Lee v. Lee

110 Misc. 2d 623 | N.Y. Fam. Ct. | 1981

OPINION OF THE COURT

Arthur J. Abrams, J.

The above proceeding was commenced pursuant to the Uniform Support of Dependents Law (USDL; Domestic Relations Law, art 3-A) by petitioner, a California resident, on November 6, 1980, seeking an order of support in favor of Jeffrey George Lee (date of birth April 11, 1979). Petitioner and respondent were married in New York in 1977; thereafter, petitioner relocated to California, gave birth to the child herein, and obtained a California decree of divorce against the respondent in March, 1980. Prior to said entry of the final California divorce decree, but after the granting of an interlocutory decree of divorce, petitioner filed the instant proceeding. The interlocutory decree herein ordered support payments for the child in the sum of $250 monthly.

Respondent has denied the allegations in the petition herein and has moved for a blood-grouping test and a bill of particulars, alleging, inter alia, that he is not the father of the child for whom support is requested. The issue of the propriety of ordering such a blood-grouping test under the facts of this case has been duly presented to the court.

*624It cannot be doubted that the defense of nonpaternity and the request for the ordering of blood tests matters are properly raised in a USDL proceeding. (Moore v Moore, 49 AD2d 768.) Since a USDL proceeding is largely procedural and is remedial in nature (Matter of Coniglio v Coniglio, 104 Misc 2d 491), any substantive issue recognizable in a Family Court Act article 4 proceeding is similarly recognizable in a USDL matter, inasmuch as the law of the responding State is controlling (Matter of Trent v Loru, 57 Misc 2d 382).

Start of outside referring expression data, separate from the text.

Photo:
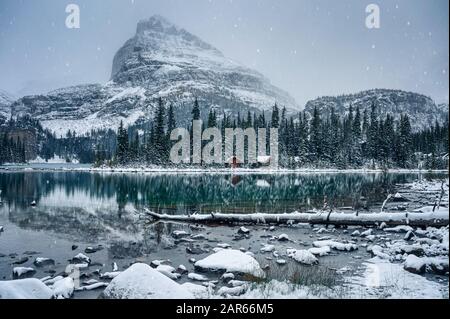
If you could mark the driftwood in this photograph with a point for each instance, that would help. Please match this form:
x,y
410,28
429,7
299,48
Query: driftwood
x,y
436,219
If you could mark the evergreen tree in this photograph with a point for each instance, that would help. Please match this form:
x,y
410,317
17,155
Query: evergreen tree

At issue herein is not whether a blood test can be ordered or whether paternity can be challenged in a USDL proceeding, but whether under the facts herein, the respondent is bound by the California judgment that ordered support and is therefore precluded from challenging his support obligation.

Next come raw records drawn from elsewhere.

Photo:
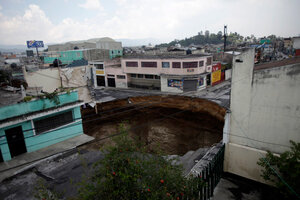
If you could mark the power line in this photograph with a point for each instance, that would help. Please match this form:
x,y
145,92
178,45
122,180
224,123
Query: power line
x,y
96,140
267,162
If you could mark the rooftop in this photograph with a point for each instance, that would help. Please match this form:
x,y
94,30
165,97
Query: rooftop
x,y
8,97
142,56
279,63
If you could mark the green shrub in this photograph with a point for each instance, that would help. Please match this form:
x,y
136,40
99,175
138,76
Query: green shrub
x,y
129,172
288,167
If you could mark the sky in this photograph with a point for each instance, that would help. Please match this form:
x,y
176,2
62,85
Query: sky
x,y
56,21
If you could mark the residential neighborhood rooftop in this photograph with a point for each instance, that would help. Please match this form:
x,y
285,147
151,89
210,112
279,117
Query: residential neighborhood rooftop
x,y
142,56
279,63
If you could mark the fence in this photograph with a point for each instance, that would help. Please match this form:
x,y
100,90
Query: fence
x,y
208,172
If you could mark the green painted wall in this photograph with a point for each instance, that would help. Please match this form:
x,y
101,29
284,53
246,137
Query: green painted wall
x,y
66,57
35,142
115,53
36,105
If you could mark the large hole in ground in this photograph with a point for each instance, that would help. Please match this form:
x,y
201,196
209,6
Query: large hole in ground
x,y
175,124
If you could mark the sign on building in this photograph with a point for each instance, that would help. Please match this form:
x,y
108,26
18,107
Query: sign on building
x,y
29,53
35,44
216,74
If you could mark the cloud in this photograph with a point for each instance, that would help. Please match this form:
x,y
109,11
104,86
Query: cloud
x,y
33,25
92,5
164,20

The papers submitted relative to the California decree indicate that the respondent was served in New York with a divorce complaint from California on August "30, 1979 (some four months after the birth of the child). On November 1,1979, an interlocutory judgment dissolving the marriage was entered, which judgment directed respondent to remit $250 monthly for the support of the minor child. On March 31, 1980, a “final judgment of dissolution” was entered, impliedly preserving the support provisions of the interlocutory decree. It is clear from the decree submitted that the respondent failed to appear or answer in the California action. Further, it appears from the papers submitted that the respondent never resided in California or had any connection with that State other than the presence of the res of the marriage which the petitioner carried there.

The petitioner’s representative in New York contends, nevertheless, that due to the presumption of legitimacy herein and in view of the estoppel effect of the provisions of the California decree (which, it is contended, have settled the issue of paternity), any order entered herein directing blood tests would be improper. It is contended that the ruling in Matter of Montelone v Antia (60 AD2d 603) is applicable to the facts herein, wherein the Appellate Division stated: “blood tests should be directed only where the issue of paternity has never been conceded, expressly or implicitly, or actually litigated.”

*625Assuming, arguendo, that the rule stated is a reasoned and sound one, the court must now ask: has the issue of paternity been conceded or litigated?

The court is constrained to believe that it has not. The California decree of dissolution is precisely that, a judicial judgment dissolving the marriage between the petitioner and respondent. Nowhere in the terms of either the final or the interlocutory decree is the issue of paternity determined or even referred to. The California court made no specific findings as to whether the child in question was born of the marriage, nor has proof been submitted that the court did so in any collateral matter. The only reference to the child in the decree is in the support provisions directed in the interlocutory judgment, which ordered support for “the minor child, Jeffrey George Lee.” This can hardly be considered to be a determination of paternity. Moreover, the court can perceive little prejudice to the petitioner if the requested blood test is ordered. Indeed, the ordering of such a test may well finally settle the issue to the benefit of the parties and child.

The court does not view respondent’s application as an attempt to indirectly challenge the California decree herein, as petitioner’s representative contends. Respondent’s application is ostensibly a valid one, considering the language of the California decree, the dates of the parties’ separation agreement (June 7, 1978) and the execution of the said agreement (June 20, 1978) and the date of the child’s birth (April 11, 1979). We therefore cannot classify respondent’s request as being patently frivolous or without merit. Accordingly, respondent’s request for a blood-grouping test is granted.

With respect to respondent’s motion for an order directing the filing of a bill of particulars, the court believes that the determination of the propriety of such bill of particulars is best reserved pending the results of the blood tests herein.

The disposition department is directed to arrange for the said blood-grouping test or tests to be made at the respondent’s sole cost and expense.